Fortunately there are people who feel the value of beauty and want to
appreciate it more. I could repeat my belief that beauty is the main purpose,
at least of my own life, and I cannot imagine another. Most of the people I
talk to or correspond with regularly share this view of life, or this passion,
in slightly more realist terms. Were you to become one of them I should be very
happy to keep receiving and replying to your letters.
You know what beauty is, then.

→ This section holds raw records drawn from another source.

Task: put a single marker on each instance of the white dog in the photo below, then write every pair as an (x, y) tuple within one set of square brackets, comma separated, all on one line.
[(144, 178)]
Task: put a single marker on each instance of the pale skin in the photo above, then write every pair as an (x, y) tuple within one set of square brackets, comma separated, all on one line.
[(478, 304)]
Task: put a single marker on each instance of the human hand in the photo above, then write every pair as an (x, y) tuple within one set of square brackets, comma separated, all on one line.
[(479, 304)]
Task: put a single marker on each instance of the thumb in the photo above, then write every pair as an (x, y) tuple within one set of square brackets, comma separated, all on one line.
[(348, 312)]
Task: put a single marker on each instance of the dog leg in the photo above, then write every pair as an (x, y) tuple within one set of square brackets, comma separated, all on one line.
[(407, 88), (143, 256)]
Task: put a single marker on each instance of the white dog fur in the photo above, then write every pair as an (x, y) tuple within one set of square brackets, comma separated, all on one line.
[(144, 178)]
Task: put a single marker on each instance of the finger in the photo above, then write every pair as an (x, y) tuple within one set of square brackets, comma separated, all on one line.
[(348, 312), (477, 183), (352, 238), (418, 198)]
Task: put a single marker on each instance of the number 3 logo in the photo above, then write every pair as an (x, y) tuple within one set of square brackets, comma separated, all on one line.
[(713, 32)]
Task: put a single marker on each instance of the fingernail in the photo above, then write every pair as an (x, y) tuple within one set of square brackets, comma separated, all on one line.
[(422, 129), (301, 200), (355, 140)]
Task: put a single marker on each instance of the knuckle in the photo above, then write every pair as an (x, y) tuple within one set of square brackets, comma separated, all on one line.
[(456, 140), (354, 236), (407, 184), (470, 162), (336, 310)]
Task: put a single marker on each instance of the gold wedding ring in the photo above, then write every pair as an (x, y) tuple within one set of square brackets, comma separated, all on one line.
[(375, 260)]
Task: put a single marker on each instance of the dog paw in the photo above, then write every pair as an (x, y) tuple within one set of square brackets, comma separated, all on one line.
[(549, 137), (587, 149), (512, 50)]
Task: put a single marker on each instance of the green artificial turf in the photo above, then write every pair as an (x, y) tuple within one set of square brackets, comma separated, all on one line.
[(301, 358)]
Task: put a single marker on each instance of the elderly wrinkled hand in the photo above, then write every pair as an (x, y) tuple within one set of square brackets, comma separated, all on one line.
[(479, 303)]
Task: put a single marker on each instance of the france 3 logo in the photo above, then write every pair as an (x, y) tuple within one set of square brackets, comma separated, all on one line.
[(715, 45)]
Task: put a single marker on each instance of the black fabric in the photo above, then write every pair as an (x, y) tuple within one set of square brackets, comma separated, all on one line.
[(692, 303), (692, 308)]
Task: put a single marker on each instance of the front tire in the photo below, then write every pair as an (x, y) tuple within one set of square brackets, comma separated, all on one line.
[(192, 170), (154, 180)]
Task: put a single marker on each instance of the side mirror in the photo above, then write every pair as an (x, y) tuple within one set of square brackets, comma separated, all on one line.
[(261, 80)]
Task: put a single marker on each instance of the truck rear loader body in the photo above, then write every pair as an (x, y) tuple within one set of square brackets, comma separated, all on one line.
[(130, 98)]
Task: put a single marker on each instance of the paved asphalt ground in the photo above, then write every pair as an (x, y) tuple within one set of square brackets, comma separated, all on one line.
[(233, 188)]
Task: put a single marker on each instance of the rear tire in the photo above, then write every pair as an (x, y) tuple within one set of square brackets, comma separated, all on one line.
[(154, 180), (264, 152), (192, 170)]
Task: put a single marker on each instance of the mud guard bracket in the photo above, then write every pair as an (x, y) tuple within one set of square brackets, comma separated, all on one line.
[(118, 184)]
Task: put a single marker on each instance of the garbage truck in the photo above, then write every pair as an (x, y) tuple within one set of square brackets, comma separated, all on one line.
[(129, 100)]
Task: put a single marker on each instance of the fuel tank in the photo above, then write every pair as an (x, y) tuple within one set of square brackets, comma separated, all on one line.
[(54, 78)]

That much is obvious. Trust your instinct
in this, because it really cannot be wrong. John Keats said that what the mind
seizes as beautiful must be true, a remark I must say I have never been quite
certain of understanding. Presumably he referred to artistic truth, which is
different from scientific or rational or historical truth, but equally real in
its sphere of application. In any case it is certainly true that what the mind
seizes as beautiful must be beautiful. So you may have confidence in your own
reactions. I repeat, trust your instinct.
Beauty can be found almost anywhere. I don’t, I imagine, need to tell
you that beauty can be found in nature, in music, in pictures, in everything we
call art, but there is much more to be found. Found, I say, and I insist on
this. You discover beauty, perhaps where you or others have not noticed it
before, but you cannot interpret or define it into existence.

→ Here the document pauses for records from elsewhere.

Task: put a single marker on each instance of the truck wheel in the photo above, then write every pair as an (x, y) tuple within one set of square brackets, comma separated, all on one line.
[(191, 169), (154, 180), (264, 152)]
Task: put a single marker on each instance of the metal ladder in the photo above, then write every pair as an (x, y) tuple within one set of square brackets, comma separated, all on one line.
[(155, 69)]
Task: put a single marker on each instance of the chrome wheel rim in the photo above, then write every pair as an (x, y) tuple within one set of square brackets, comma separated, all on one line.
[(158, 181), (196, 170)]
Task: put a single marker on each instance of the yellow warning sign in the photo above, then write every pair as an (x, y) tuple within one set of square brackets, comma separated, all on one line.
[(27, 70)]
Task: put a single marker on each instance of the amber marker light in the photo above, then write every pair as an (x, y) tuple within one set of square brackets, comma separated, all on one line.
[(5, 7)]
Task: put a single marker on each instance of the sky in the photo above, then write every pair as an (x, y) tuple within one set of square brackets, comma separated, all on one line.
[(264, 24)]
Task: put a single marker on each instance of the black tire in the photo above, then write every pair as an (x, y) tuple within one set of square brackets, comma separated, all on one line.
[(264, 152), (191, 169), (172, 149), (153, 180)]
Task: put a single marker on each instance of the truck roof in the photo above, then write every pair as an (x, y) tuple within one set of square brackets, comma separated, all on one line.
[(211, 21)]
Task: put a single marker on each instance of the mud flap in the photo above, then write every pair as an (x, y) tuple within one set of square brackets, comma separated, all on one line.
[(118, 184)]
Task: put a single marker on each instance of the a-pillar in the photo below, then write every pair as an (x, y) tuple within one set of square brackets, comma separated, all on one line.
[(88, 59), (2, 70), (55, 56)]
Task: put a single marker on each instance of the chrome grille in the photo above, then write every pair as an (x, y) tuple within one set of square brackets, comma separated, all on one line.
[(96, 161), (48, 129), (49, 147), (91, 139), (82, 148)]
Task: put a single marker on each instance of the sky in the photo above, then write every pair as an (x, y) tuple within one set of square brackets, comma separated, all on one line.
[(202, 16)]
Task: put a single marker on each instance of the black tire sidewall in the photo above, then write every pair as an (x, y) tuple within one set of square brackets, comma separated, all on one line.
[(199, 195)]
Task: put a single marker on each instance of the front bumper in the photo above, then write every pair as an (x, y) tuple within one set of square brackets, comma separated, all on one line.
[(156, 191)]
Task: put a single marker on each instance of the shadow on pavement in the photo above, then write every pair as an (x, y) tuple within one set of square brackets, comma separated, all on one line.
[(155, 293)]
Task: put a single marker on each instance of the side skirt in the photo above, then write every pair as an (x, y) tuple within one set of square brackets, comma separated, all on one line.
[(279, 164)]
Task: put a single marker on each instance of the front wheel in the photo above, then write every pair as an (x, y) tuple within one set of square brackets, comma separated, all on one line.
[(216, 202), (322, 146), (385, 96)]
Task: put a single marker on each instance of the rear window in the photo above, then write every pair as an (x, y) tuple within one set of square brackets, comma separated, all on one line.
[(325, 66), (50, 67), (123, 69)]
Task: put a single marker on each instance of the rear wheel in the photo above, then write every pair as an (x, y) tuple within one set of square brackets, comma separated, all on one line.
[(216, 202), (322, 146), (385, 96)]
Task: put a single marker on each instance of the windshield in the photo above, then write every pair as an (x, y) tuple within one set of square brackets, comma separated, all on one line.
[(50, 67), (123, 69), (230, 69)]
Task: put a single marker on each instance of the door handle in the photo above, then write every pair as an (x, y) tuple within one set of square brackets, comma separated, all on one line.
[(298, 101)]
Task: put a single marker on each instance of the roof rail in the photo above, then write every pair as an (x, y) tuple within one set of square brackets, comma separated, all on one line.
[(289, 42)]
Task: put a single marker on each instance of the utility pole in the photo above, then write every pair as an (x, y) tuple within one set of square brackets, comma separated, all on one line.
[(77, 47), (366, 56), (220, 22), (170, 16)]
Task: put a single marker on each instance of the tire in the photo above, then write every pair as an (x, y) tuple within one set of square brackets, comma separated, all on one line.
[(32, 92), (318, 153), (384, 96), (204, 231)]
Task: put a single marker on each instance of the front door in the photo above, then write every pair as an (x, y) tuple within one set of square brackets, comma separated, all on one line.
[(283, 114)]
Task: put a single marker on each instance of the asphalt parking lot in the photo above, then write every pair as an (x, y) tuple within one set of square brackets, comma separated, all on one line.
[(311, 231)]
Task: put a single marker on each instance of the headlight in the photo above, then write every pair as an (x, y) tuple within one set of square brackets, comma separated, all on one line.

It is one of the great things that makes us human, together with reason,
speech, sense of humour, and very little else I think, but the ability to
appreciate beauty is uniquely human because no other creature has anything
remotely like it. There are animals that learn from experience, all of them to
a certain extent, some of them by trial and error and memory of past failures.
Most seem to communicate in some way, all social or sexual animals need to be
able to do it. Most mammals, at least, appear to enjoy play and to have fun,
especially when they are young. We can see the origin of these things in other
animals, but the love and imitation of beauty has no counterpart in the animal
world. Courtship displays are an entirely instinctive phenomenon, both in the
male creator and the female observer, and are absolutely not precedents or origins.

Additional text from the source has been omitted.